営力とは?

地形にはさまざまなものがあります。すぐに思い浮かぶものは三角州や扇状地などでしょうか。

これらの地形を生み出す運動のことを営力と言います。

営力は

  • 内的営力
  • 外的営力

の2種類に分割されます。

内的営力

内的営力は地球内部の力による地殻変動を指します。これらは大地形と呼ばれる大規模な山地や平野を生み出します。

地球内部の力とはどういうことかというと、運動の駆動因が地球内部からの熱やマントル対流によるものであるということを指します。

発展

では、地球内部の熱はどこから来たものなのでしょう?これは地球が形成されたときに閉じ込められた熱や放射線同位体の崩壊による熱が当たります。

地球が形成されたときには様々な粒子が引力により圧縮されていき、重力エネルギーが熱エネルギーに変換されます。これは高いところからものを落としたときに重力エネルギーが運動エネルギーに変換されて速度が増加するのと同じ仕組みです。

また、地球の岩石は化学的に不安定な放射線同位体を含んでおり、これらが安定な形に変わる(これを崩壊と呼ぶ)時に熱を放出します。地熱の大半はこれによるものと考えられています。なお、この時にでる放射線が自然放射線として観測されます。

当然ながらこの熱は有限なのでやがて地球は冷え、内的営力は働かなくなってしまうでしょう。

このような性質から、例えば火星に火山があるように、内的営力は他の惑星や衛星にも働く可能性があることがわかります。

 

内的営力は水や空気に依存しないという性質を覚えておくと覚えやすいと思います。

内的営力には断層などにより急激に隆起し山地などを作る造山運動、緩やかに隆起し大規模な平地や大地を作る造陸運動、火山運動などがあります。

 

外的営力

外的営力は地表面より外側にある、水や空気などによる地形形成作用を言います。

例えば水による侵食・運搬・体積や風化等を言います。広義では生物による地形の変化、特に人間の活動もこれに含まれます。

 

デービスの侵食輪廻説

アメリカの地理学者であるデービスが提唱した説で、これによると地形は水などの作用によって平地である原地形から幼年期→壮年期→老年期と変化を遂げ、再び平地である準平原になるとされています。もちろん理論通りには進まず、完全に一致はしないものの、「壮年期性山地」や「老年期山地」等の呼び方がされることがあります。

発展

侵食輪廻説は乾燥地形や氷河地形、カルスト地形などに拡張され、それぞれの別のプロセスが提唱されています。

幼年期

河川の侵食によって河谷が形成され、場所によっては急峻なV字谷となりますが、河川沿い以外は平原の高さを保っています。

 

幼年期性地形のイメージ。山の高さがほぼ一定であるか、高原となっている。

日本では西日本に多く、丹波高地や木曽川中流域などがこれに当たります。

 

壮年期

山地が側方侵食(横方向への浸食)を受け、峰が形成されていきます。急峻な山地と深い谷が形成されます。

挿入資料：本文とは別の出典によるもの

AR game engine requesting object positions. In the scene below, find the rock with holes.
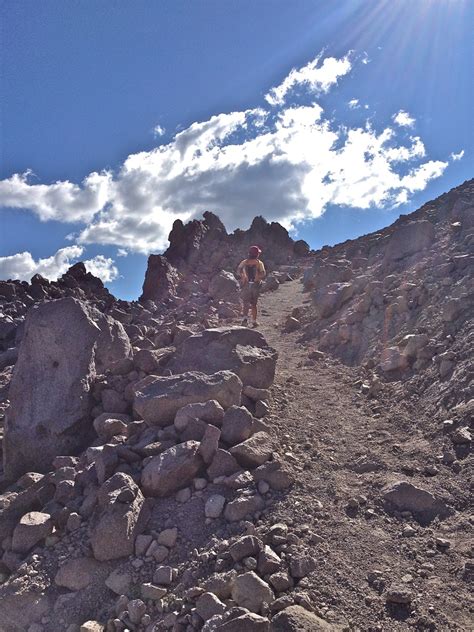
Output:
[167,327,277,388]
[141,441,204,497]
[12,511,53,553]
[3,298,131,479]
[133,371,242,426]
[90,472,149,561]
[271,606,342,632]
[232,571,275,614]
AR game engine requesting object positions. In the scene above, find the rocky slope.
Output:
[0,181,474,632]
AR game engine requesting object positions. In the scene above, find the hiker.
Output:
[237,246,267,327]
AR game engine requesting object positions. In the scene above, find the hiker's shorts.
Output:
[240,283,262,307]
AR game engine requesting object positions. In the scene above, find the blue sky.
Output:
[0,0,474,299]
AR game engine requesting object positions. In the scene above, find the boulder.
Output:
[209,270,240,303]
[174,400,224,432]
[270,606,342,632]
[3,298,131,480]
[383,481,451,523]
[134,370,242,426]
[138,255,179,303]
[232,571,275,614]
[167,327,277,388]
[221,406,253,445]
[54,557,103,590]
[216,612,270,632]
[12,511,53,553]
[385,219,435,261]
[230,432,273,468]
[224,494,265,522]
[313,283,355,318]
[141,441,204,496]
[90,472,149,561]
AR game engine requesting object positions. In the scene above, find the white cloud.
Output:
[451,149,464,161]
[0,171,112,222]
[0,52,447,254]
[84,255,118,283]
[265,55,352,105]
[392,110,416,127]
[153,125,166,138]
[0,246,118,282]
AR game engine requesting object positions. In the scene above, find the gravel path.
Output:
[252,280,474,632]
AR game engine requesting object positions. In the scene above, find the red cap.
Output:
[249,246,262,257]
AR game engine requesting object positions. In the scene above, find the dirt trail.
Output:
[252,280,474,632]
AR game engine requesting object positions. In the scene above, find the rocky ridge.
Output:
[0,181,474,632]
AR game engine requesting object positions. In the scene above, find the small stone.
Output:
[140,584,167,601]
[80,621,105,632]
[204,494,225,518]
[12,511,53,553]
[127,599,146,624]
[232,571,275,614]
[135,535,153,557]
[451,427,472,445]
[386,587,412,605]
[402,525,416,538]
[105,568,132,595]
[157,527,178,549]
[66,511,82,531]
[153,566,173,586]
[175,487,191,503]
[196,592,226,621]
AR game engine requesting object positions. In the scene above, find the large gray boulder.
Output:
[385,219,435,261]
[270,606,336,632]
[167,327,278,388]
[3,298,132,479]
[133,371,242,426]
[90,472,149,561]
[141,441,204,497]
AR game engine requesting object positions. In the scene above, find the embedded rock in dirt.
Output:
[167,327,278,388]
[383,481,452,522]
[385,219,435,261]
[12,511,53,553]
[209,270,240,303]
[232,571,275,614]
[134,371,242,426]
[3,298,131,479]
[141,441,204,496]
[138,255,179,303]
[270,606,342,632]
[217,612,270,632]
[91,472,149,561]
[230,432,273,468]
[221,406,253,445]
[54,557,103,590]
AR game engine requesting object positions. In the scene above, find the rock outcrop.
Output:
[3,298,131,479]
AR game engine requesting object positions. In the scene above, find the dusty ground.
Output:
[252,281,474,632]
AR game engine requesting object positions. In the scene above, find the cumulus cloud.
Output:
[0,51,448,254]
[0,171,112,222]
[451,149,464,162]
[153,125,166,138]
[0,246,118,282]
[392,110,416,127]
[265,55,352,105]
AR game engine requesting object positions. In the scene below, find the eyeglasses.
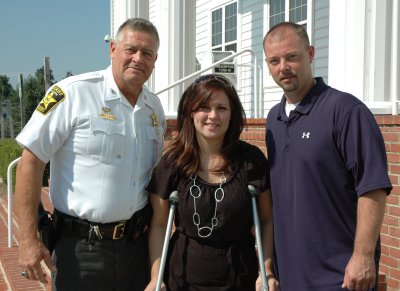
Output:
[193,74,233,88]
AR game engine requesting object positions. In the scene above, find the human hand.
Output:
[144,278,167,291]
[18,239,56,284]
[256,274,279,291]
[342,254,376,291]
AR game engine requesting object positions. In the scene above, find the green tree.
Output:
[0,75,20,136]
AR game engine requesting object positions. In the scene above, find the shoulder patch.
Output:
[36,86,65,115]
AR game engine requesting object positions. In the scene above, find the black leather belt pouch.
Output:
[38,202,58,254]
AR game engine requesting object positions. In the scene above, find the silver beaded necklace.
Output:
[189,173,226,238]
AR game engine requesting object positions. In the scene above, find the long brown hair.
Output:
[164,74,246,176]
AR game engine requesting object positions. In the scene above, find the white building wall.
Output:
[110,0,400,117]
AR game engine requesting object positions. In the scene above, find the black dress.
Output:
[147,142,270,291]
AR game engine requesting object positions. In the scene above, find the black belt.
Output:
[55,204,152,241]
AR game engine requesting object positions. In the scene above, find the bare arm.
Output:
[15,149,54,283]
[257,190,279,291]
[342,189,386,291]
[145,193,169,291]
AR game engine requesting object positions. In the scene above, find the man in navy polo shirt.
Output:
[263,22,392,291]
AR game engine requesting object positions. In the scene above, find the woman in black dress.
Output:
[146,74,278,291]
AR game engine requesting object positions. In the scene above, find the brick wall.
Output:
[165,115,400,291]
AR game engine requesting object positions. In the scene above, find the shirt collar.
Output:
[278,77,328,120]
[103,66,122,101]
[103,66,151,108]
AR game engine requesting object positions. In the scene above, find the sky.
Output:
[0,0,110,87]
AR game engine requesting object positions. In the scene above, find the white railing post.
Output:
[7,157,21,248]
[155,49,263,118]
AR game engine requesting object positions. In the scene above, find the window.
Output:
[211,2,237,52]
[269,0,307,29]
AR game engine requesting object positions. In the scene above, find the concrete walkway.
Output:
[0,187,52,291]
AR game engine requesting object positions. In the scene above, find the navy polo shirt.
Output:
[266,78,391,291]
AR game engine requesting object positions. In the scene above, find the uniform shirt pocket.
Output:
[145,126,163,169]
[87,116,125,164]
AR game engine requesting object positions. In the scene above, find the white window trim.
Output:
[209,1,240,52]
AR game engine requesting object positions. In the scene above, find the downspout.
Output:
[390,0,400,115]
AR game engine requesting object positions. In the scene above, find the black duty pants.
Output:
[52,232,150,291]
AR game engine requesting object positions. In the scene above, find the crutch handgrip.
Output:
[247,185,258,198]
[247,185,269,291]
[169,191,179,203]
[156,191,179,291]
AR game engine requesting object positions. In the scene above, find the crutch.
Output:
[247,185,269,291]
[156,191,178,291]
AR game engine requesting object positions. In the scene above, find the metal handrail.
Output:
[155,49,262,117]
[7,157,21,248]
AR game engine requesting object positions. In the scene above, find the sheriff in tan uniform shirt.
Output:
[17,67,166,223]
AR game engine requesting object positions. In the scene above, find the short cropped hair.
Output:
[115,18,160,51]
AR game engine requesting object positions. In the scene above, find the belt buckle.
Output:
[113,222,126,240]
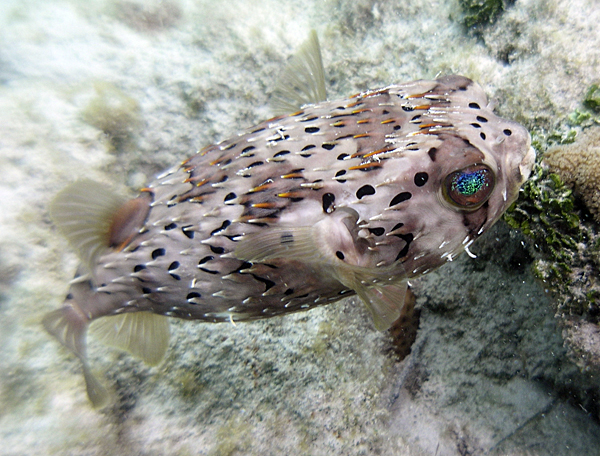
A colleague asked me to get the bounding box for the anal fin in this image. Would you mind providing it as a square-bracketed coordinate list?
[42, 305, 110, 408]
[91, 312, 170, 366]
[354, 280, 407, 331]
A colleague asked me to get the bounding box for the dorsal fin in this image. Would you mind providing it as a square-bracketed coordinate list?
[49, 180, 152, 271]
[271, 30, 327, 115]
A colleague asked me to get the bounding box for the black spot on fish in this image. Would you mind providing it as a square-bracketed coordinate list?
[210, 220, 231, 236]
[312, 179, 323, 192]
[181, 225, 194, 239]
[298, 144, 316, 158]
[252, 274, 275, 293]
[427, 147, 437, 161]
[395, 233, 414, 261]
[279, 233, 294, 244]
[323, 193, 335, 214]
[369, 227, 385, 236]
[356, 185, 375, 199]
[390, 223, 404, 233]
[198, 255, 215, 264]
[209, 245, 225, 255]
[390, 192, 412, 207]
[415, 173, 429, 187]
[152, 248, 166, 260]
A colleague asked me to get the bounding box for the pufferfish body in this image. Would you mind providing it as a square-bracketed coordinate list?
[44, 33, 534, 406]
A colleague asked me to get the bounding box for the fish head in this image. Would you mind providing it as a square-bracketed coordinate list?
[375, 77, 535, 277]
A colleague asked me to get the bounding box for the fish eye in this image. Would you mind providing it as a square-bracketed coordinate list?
[442, 164, 496, 210]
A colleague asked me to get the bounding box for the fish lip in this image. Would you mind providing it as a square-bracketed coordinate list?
[519, 145, 536, 183]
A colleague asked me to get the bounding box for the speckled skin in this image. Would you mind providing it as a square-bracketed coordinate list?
[67, 76, 533, 321]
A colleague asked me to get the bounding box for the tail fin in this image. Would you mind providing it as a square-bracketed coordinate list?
[42, 305, 109, 408]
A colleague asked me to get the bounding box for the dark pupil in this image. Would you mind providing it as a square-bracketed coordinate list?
[443, 164, 495, 209]
[451, 169, 487, 196]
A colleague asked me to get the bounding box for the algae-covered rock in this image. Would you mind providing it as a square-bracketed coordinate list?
[458, 0, 514, 29]
[583, 84, 600, 114]
[544, 127, 600, 222]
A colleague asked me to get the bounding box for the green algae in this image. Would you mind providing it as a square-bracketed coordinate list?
[583, 84, 600, 114]
[504, 85, 600, 326]
[458, 0, 513, 30]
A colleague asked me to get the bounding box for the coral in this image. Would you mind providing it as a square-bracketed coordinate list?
[504, 92, 600, 373]
[544, 127, 600, 222]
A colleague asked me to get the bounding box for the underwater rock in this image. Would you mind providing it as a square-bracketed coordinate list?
[544, 127, 600, 222]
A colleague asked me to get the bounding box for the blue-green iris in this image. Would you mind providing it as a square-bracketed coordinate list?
[452, 169, 486, 196]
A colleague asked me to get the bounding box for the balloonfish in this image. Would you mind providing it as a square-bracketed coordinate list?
[43, 35, 534, 406]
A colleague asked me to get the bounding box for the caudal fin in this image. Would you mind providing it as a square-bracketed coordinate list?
[42, 305, 109, 408]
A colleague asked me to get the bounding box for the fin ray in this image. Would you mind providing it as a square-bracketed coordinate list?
[91, 312, 170, 366]
[271, 30, 327, 115]
[49, 180, 125, 271]
[42, 305, 110, 409]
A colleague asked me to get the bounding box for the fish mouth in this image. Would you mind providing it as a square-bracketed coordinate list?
[519, 145, 535, 184]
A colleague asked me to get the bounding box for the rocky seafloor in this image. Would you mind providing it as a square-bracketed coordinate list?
[0, 0, 600, 456]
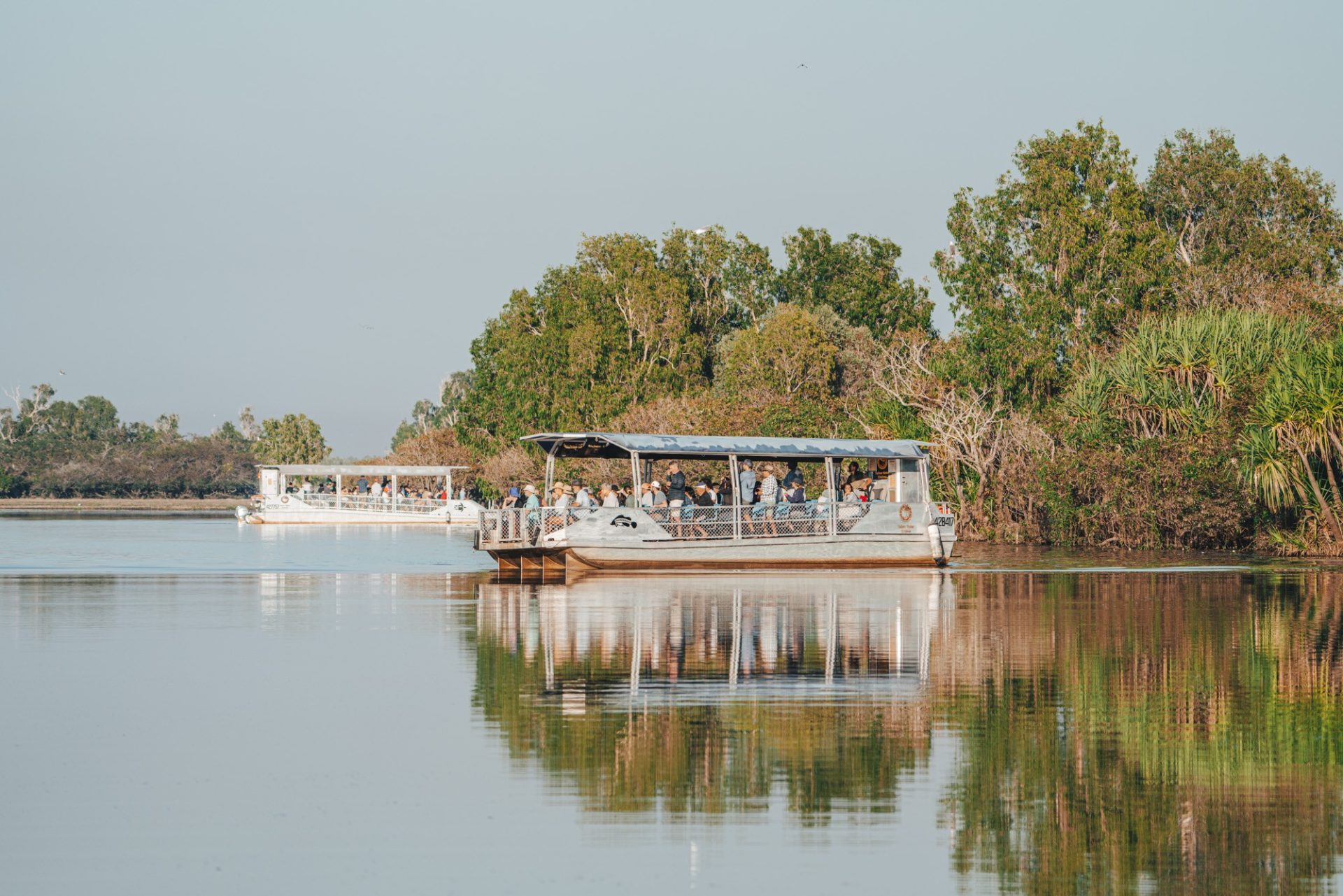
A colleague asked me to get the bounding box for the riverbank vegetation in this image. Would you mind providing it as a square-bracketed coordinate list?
[0, 384, 327, 499]
[394, 122, 1343, 553]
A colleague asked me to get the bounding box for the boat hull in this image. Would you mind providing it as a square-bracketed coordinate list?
[239, 496, 481, 527]
[489, 536, 955, 578]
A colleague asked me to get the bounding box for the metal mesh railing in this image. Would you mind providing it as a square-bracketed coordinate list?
[834, 501, 872, 534]
[481, 506, 596, 548]
[646, 504, 732, 540]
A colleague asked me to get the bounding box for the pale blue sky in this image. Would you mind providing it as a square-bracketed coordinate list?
[0, 0, 1343, 454]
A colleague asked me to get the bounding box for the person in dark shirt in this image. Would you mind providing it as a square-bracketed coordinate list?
[690, 482, 716, 539]
[667, 461, 686, 506]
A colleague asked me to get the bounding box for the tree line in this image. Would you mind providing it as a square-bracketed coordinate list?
[0, 383, 329, 497]
[394, 122, 1343, 552]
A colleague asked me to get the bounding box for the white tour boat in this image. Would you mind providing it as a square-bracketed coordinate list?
[236, 464, 482, 525]
[476, 432, 956, 579]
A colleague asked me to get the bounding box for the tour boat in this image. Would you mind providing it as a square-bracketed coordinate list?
[476, 432, 956, 579]
[236, 464, 482, 525]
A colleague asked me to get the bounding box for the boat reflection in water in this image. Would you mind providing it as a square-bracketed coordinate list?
[476, 571, 1343, 893]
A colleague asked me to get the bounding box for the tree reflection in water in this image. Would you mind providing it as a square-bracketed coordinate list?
[476, 571, 1343, 893]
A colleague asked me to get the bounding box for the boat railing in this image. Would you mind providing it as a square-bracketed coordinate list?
[282, 492, 451, 513]
[479, 501, 872, 548]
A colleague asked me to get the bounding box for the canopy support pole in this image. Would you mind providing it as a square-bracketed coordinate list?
[728, 454, 741, 541]
[826, 457, 839, 537]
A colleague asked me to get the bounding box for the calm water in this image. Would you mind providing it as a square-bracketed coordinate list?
[0, 520, 1343, 893]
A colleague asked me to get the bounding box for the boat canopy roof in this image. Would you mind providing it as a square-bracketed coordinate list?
[257, 464, 469, 476]
[523, 432, 928, 461]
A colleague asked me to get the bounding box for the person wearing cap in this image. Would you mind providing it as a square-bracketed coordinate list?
[682, 482, 713, 539]
[667, 461, 686, 506]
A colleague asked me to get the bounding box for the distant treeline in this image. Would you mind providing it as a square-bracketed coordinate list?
[0, 384, 327, 497]
[394, 122, 1343, 552]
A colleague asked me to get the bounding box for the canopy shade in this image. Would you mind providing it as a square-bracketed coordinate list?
[257, 464, 467, 476]
[523, 432, 927, 461]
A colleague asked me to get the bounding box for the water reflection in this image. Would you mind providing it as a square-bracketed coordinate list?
[474, 571, 1343, 893]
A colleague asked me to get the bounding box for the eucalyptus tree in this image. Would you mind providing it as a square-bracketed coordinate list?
[1143, 130, 1343, 304]
[253, 414, 330, 464]
[779, 227, 932, 339]
[933, 122, 1170, 406]
[460, 234, 718, 438]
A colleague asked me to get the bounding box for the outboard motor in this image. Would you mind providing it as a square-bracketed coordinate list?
[928, 522, 947, 566]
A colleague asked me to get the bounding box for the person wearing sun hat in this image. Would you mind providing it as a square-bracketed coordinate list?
[523, 482, 541, 541]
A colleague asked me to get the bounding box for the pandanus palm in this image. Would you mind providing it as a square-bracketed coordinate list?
[1241, 346, 1343, 544]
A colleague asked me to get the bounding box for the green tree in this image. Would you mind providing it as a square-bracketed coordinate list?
[254, 414, 330, 464]
[720, 305, 839, 399]
[460, 234, 720, 439]
[933, 122, 1170, 406]
[1143, 130, 1343, 302]
[779, 227, 932, 337]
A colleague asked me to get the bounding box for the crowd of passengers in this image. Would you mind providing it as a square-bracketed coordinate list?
[286, 476, 470, 502]
[502, 460, 872, 515]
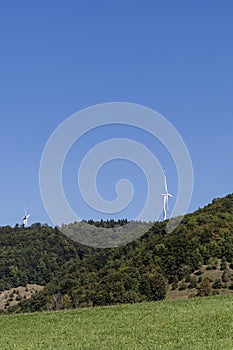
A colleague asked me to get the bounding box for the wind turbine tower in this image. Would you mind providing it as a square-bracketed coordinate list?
[22, 207, 30, 227]
[162, 171, 173, 220]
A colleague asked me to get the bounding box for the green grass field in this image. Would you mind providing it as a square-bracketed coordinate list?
[0, 296, 233, 350]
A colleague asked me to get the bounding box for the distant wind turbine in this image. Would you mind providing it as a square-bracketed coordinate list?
[162, 171, 173, 220]
[22, 207, 30, 227]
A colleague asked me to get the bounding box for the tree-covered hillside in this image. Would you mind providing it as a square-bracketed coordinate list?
[7, 195, 233, 311]
[0, 224, 88, 292]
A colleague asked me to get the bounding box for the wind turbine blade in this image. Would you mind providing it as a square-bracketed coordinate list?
[164, 170, 168, 193]
[167, 197, 170, 212]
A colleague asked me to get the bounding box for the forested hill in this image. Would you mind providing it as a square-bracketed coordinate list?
[0, 224, 88, 292]
[8, 195, 233, 312]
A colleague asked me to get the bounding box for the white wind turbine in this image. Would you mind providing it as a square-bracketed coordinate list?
[162, 171, 173, 220]
[22, 207, 30, 227]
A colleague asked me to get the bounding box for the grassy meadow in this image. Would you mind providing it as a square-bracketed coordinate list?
[0, 296, 233, 350]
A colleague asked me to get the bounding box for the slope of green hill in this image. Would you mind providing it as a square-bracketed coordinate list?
[0, 296, 233, 350]
[0, 224, 88, 292]
[11, 195, 233, 312]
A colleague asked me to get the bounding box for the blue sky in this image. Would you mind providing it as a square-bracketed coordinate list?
[0, 0, 233, 225]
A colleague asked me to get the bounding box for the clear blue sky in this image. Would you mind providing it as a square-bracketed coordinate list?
[0, 0, 233, 225]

壮年期性地形のイメージ。谷が深くなり、山も高くそびえる。 

日本では中央日本に多く、日本アルプスなどがこれに当たります。

 

老年期

河谷が浸食基準面(=河口での海面の高さ)に近づき、下方浸食(下方向への浸食)は弱くなりますが依然として側方浸食は続くため山地が低くなり、河川と山の標高差が小さくなってきます。

老年期性地形のイメージ。谷が広くなり、山も低くなる。

日本では東日本に多く、阿武隈高地や北上山地などがこれに当たります。